In her book Political Tribes, Amy Chua writes about the loss of an overarching American national identity that transcends group identities, resulting in a society that no longer knows how to talk to itself. The populist right has been able to conquer the common mythical ground abandoned by a left seemingly focused more on difference than commonality. The promises of Brexit flowered on that ground, Trump built his demagoguery, and Morrison stole an election on nothing but half-arsed platitudes and hollow spin. Asking Australians to defend their country from climate change will always prove difficult if they are being sold nothing worth protecting.

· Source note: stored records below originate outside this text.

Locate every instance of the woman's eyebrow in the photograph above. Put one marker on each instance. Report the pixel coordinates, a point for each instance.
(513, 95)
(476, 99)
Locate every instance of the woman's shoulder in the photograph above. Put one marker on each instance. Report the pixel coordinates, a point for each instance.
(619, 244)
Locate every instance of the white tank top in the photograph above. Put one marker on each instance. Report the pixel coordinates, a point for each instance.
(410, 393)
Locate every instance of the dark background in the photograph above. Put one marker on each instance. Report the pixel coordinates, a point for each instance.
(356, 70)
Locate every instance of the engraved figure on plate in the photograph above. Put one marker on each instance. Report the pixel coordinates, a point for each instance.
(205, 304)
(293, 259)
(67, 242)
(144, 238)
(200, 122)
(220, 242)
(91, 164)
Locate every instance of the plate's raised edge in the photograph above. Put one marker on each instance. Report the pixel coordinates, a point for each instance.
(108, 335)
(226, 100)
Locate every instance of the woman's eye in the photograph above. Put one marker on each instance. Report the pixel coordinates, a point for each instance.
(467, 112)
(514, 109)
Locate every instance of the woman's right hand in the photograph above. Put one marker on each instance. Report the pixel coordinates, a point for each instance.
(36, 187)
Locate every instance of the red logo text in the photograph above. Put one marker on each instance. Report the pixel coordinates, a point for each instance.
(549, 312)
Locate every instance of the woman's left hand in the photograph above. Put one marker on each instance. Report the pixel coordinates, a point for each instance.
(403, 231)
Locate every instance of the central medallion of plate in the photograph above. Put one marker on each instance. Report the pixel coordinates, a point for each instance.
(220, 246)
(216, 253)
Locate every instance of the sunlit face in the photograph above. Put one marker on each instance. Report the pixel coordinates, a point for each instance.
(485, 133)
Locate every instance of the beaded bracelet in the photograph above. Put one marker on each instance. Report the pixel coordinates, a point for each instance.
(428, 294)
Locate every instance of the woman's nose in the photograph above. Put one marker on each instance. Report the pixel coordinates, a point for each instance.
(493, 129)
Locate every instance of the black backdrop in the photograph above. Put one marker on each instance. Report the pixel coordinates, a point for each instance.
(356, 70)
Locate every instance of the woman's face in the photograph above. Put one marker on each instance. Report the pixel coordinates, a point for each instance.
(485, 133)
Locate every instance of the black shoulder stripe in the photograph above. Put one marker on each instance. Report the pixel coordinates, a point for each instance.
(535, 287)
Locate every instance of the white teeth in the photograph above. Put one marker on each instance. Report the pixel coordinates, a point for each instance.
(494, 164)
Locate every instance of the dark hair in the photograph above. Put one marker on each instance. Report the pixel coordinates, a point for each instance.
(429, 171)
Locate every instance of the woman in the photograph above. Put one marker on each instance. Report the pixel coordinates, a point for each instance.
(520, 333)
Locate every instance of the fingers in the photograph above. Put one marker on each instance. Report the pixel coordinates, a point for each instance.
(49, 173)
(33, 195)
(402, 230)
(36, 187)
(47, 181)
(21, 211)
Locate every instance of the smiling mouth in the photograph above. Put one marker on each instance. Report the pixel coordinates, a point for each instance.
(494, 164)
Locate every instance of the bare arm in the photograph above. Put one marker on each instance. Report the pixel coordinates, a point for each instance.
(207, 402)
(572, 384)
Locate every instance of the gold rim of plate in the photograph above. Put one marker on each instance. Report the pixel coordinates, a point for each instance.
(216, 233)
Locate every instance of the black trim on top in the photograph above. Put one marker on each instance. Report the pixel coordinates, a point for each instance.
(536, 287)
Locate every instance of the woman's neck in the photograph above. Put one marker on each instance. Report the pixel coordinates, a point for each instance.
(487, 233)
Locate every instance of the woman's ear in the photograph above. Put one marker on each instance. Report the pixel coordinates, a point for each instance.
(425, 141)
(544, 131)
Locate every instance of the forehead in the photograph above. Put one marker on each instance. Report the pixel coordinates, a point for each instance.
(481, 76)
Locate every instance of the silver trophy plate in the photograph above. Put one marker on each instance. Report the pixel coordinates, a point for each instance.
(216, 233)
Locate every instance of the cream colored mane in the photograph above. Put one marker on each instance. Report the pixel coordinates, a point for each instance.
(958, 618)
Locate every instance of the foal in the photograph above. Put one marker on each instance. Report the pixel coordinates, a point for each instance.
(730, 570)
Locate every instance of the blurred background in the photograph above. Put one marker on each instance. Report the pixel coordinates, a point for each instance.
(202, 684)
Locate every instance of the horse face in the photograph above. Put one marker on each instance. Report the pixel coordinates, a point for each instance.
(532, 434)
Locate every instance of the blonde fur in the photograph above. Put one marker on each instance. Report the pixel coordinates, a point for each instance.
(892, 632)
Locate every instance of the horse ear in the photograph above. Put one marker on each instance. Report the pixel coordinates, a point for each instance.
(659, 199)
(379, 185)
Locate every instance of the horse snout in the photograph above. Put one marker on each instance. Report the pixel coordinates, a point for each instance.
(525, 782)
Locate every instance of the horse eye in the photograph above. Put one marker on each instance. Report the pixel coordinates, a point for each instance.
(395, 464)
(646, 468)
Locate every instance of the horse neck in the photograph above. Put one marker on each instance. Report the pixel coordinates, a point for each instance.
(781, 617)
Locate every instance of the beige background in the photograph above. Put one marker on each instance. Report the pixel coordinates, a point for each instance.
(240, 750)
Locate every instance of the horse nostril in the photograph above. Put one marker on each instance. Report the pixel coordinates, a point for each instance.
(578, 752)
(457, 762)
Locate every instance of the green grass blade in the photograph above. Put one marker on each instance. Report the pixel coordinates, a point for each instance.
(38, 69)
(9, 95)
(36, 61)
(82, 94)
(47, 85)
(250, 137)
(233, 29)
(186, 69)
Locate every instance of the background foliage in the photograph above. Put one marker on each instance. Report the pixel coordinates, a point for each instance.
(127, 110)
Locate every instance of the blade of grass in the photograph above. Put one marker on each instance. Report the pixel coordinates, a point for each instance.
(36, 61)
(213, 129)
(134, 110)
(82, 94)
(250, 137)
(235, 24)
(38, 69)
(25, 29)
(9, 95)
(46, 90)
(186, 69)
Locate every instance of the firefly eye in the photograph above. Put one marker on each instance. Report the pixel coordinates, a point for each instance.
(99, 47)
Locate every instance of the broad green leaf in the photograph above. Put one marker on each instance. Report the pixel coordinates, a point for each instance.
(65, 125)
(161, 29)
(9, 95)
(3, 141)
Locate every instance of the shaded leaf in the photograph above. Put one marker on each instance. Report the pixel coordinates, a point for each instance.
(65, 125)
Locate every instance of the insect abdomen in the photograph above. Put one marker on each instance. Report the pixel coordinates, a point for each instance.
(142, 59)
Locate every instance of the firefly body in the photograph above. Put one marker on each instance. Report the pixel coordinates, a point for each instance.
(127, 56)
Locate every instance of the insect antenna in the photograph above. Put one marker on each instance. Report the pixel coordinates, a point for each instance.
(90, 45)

It must be possible to construct a proud national mythology that is not about conquering or bigotry, but rather celebrating unique qualities worth protecting. One of those qualities, paradoxically, may be multiculturalism. When Chua bemoans the loss of an overarching national identity, what she is mourning is the loss of the idea that where you come from — culturally or geographically — doesn’t matter as much as where you are. You are, first and foremost, Australian. To celebrate a nation is not to excuse its past and present, of course. And it is worth noting that, while Australian cities are rich in diversity, more than 83 per cent of the country is white — a figure suspiciously close to the per centage of Australians happy to stay home.

Australian voters didn’t choose Morrison because they wanted him to ignore climate change. Overwhelmingly, Australians want action, even if it comes at a cost. But they also want to belong to a good place and to have their local community protected from global forces. On an individual level, many of us learned during lockdown that life could be more satisfying on a smaller scale — stripped of commutes and functions and the endless ferrying of small children to and from school and sporting events. Maybe Covid presents a similar opportunity for us to shift our political focus away from grand geopolitical narratives towards what actually matters to our fellow citizens. Before it’s too late.